Dass eine Krise dieses Ausmaßes Menschen angespannt und aufgeregt sein lasse, sei normal, so die Psychologin. Das habe Folgen für Kinder, Erwachsene und alte Menschen. "Bei allen aktiviert die Krise mit all ihren Einschränkungen unser Bindungssystem. Das bedeutet: Wir suchen Unterstützung, Schutz und Trost bei unseren Bindungspersonen. Für Kinder sind das in der Regel ihre Eltern, für die Erwachsenen sind es Partner, Eltern oder gute Freunde und für alte Menschen beispielsweise die eigenen Kinder oder auch feinfühlige Pflegepersonen." Körperkontakt könne dabei das Stresssystem besonders gut beruhigen und das Immunsystem wieder stärken. Die zurzeit gebotene soziale und auch körperliche Distanz bedeute daher eine große psychische Herausforderung für alle. "Und für Familien kommt noch dazu, dass Eltern und Kinder jetzt für ungewohnt lange Zeit auf engem Raum bleiben müssen und sich wegen der Bewegungseinschränkungen nicht so aus dem Weg gehen können, wie es sonst im normalen Alltag möglich ist", sagt die Psychologin.
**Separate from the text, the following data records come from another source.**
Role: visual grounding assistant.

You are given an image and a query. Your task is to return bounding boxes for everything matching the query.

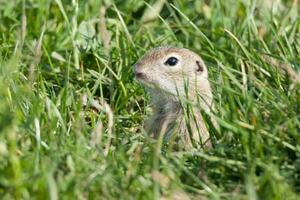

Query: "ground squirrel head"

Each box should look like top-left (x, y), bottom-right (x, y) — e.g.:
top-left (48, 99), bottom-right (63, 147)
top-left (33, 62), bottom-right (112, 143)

top-left (134, 47), bottom-right (211, 102)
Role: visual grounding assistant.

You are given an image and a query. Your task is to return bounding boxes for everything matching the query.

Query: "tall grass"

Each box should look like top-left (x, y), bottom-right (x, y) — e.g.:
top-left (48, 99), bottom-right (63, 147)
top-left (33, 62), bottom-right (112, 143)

top-left (0, 0), bottom-right (300, 199)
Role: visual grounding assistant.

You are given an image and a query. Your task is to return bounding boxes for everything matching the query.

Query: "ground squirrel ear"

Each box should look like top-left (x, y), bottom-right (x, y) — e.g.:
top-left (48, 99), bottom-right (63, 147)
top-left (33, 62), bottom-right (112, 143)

Das hat Folgen für die Familien. Ängste, Sorgen und Anspannung der Eltern übertragen sich auf die Kinder. Säuglinge und Kleinkinder reagieren mit Unruhe und Schreien, Kinder im Kindergartenalter sind häufig viel in Bewegung, können sich nicht konzentrieren, in Ruhe spielen oder sich alleine beschäftigen. Für Jugendliche ist die Situation noch schwieriger, sagt Claudia Radermacher-Lamberty: "Alles, was Spaß macht wie sich zu treffen zum direkten Austausch mit den Freunden ist im Moment nicht möglich. Jugendliche sind genervt, da sie nicht mehr ihr eigenes Ding machen können. So sind Konflikte in den Familien schon fast vorprogrammiert." Hinzu komme, dass Eltern neben der Kinderbetreuung auch die Anforderungen ihrer Arbeitgeber erfüllen müssten. Alleinerziehende treffe diese Situation besonders schwer.
Die Diplompsychologin hält es für entscheiden, dass sich zunächst Eltern selbst beruhigen. "Sie sollten dazu nicht ihren Kindern von den eigenen Ängsten und Sorgen erzählen. Kleine Kinder können sowieso noch nicht die Hintergründe verstehen, und in der Regel werden die Kinder versuchen, ihre Eltern dann zu trösten", sagt die Expertin der Caritas Familienberatung. Sie empfiehlt Eltern unter anderem, nicht permanent online zu sein. Ständig die neuesten Nachrichten über die aktuelle Entwicklung der Krise mitzubekommen stimuliere das eigene Erregungsniveau immer wieder neu. Besser sei es, sich zwei- oder dreimal am Tag zu informieren. "Eltern können zudem Entspannungsübungen machen, die sie schon kennen oder die sie im Internet finden", so die Psychologin. Auch der Austausch mit Partnern und Freunden über die Situation dürfe nicht vernachlässigt werden. Da könne digitale Technik helfen: "Video-Chats sind hier besonders geeignet. Es tut gut, sich nicht nur zu hören, sondern auch zu sehen. Über Mimik und Gestik nehmen wir viele nichtsprachliche Botschaften auf", sagt Claudia Radermacher-Lamberty. Eltern sollten sich ferner auf ihre Stärken besinnen und sich an die Bewältigung ähnlich stressiger Situationen erinnern. Zudem sollten sie sich Auszeiten zum Luft holen nehmen und den Tag klar und verlässlich strukturieren. Hundert Prozent Home-Office bei gleichzeitiger Kinderbetreuung hält die Diplom-Psychologin für nicht umsetzbar. Vor allem Alleinerziehende sollten mit ihrem Arbeitsgeber nach kreativen Lösungen suchen. Und noch etwas gibt Claudia Radermacher-Lamberty Eltern mit auf den Weg: "In dieser für alle belastenden Situation sollten Eltern nicht versuchen, gerade jetzt große Erziehungsmaßnahmen durchzusetzen. Etwas nachsichtiger sich selbst und den anderen gegenüber zu sein kann eine wichtige Ressource sein, um den Umgang mit der aktuellen Extremsituation zu erleichtern."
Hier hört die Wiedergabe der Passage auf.